While Bleach was borne out of the murky grunge of the Seattle scene – a blend of Black Sabbath’s heft, Black Flag’s aggression and post-punk’s artsier tendencies – Nevermind had a slick veneer that was afforded by a major-label budget in a time when “selling out” was still a blasphemous offense (Fast-forward again to nowadays, and landing a song in a commercial is one of the only ways an indie-rock band stays afloat aside from non-stop touring). At times, In Utero almost sounds like the band’s attempt to cull a portion of their audience, an effort to weed out the more casual alt-rock listeners. Where instrumental breaks on Nevermind seemed almost like parodies of guitar solos – or at least solos with a side-glancing, knowing wink – they’re almost completely subverted on In Utero. On the discordant, guitar-mangling breaks on songs like “Scentless Apprentice” and “Milk It,” Cobain doesn’t so much solo as he challenges you to finish the song. Even opening track “Serve The Servants” kicks things off with an atonal chord. A lot of unlikely records became hits because of Neverminds success, not least of which was In Utero.

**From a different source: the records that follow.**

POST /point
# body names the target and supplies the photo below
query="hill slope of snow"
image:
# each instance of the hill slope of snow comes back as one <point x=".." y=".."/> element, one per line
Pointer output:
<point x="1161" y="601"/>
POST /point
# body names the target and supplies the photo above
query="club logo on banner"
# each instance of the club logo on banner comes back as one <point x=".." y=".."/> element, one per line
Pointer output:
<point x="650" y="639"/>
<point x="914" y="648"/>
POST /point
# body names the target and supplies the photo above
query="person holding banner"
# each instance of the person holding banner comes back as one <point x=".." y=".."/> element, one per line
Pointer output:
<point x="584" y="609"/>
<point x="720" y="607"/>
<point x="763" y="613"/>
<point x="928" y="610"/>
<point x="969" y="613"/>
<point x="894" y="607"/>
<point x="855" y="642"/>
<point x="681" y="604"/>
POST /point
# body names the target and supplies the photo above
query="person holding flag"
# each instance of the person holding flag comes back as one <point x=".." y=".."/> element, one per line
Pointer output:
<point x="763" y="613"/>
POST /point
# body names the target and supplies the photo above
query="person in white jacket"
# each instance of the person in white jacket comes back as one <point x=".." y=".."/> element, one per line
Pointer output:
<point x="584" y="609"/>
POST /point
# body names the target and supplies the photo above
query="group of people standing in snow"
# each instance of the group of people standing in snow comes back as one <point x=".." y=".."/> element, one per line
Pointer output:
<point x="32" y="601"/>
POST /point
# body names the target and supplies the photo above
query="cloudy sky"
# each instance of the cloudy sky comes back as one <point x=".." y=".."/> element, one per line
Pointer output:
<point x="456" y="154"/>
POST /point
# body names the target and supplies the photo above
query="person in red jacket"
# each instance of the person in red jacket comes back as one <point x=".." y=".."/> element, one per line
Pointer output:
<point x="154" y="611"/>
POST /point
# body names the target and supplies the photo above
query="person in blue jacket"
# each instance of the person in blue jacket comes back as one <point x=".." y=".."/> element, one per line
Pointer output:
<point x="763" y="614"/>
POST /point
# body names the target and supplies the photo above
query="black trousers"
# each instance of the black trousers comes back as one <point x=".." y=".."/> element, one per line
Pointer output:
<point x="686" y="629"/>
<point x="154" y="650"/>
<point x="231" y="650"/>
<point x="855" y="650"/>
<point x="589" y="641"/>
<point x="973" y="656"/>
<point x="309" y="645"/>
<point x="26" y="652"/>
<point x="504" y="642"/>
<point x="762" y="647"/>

Part of what made Nirvana’s final studio album so monumental was everything that made Nevermind a classic – an abrasive retooling of the pop songwriting handbook. That sense of songcraft set them apart from their grunge peers. But while Nevermind navigated distant poles between abrasiveness and melody, the pendulum swung wider on In Utero, from the plaintive vulnerability on “All Apologies” to the demons exorcized on “Tourette’s.” And “Scentless Apprentice” might have the most recognizable drum sound ever recorded this side of Led Zeppelin’s “When the Levee Breaks.”

Less than seven months after the album’s release, Cobain was gone, and any cheekiness that might have been found in a line like “Teenage angst has paid off well / Now I’m bored and old” left with him. It wasn’t a cheery album by any means beforehand, but not many records have had the way their perceived shifted by later events quite as drastically. It could have been worse: Cobain originally wanted to call the album I Hate Myself and Want to Die (the would-be title track didn’t make the cut and ended up on the Beavis and Butthead compilation instead). It’s still a depressing record, and from a selfish music fan point of view, In Utero is all the more depressing because of how it hinted at new ground the band could have broken.

Twenty years later, In Utero is getting the deluxe reissue treatment, including a remastered playlist, alternative mixes and B-sides like the aforementioned “I Hate Myself and Want to Die” and the Foo Fighters-foreshadowing “Marigold,” with Dave Grohl on vocals. In the lead-up to In Utero‘s release, there was a lot of chatter between various camps – the band, the label, producer Steve Albini – about the final mixes. Rumors swirled that the label thought the album unlistenable, while the band wanted Albini to remix certain songs. Albini refused, and the band went elsewhere. The second disc here offers an updated mix overseen by Albini that unearths nuances and embellishments that were either absent or buried before (spoiler alert: Albini loves midrange). There are also demo versions of the songs in early form, most of them instrumental, plus a skronky instrumental demo dubbed “Forgotten Tune” and the self-explanatory “Jam.” The three-disc “Super Deluxe” version includes the band’s set from MTV’s Live and Loud, plus a DVD of rehearsal footage, concert videos and a director’s cut of the “Heart-Shaped Box” video.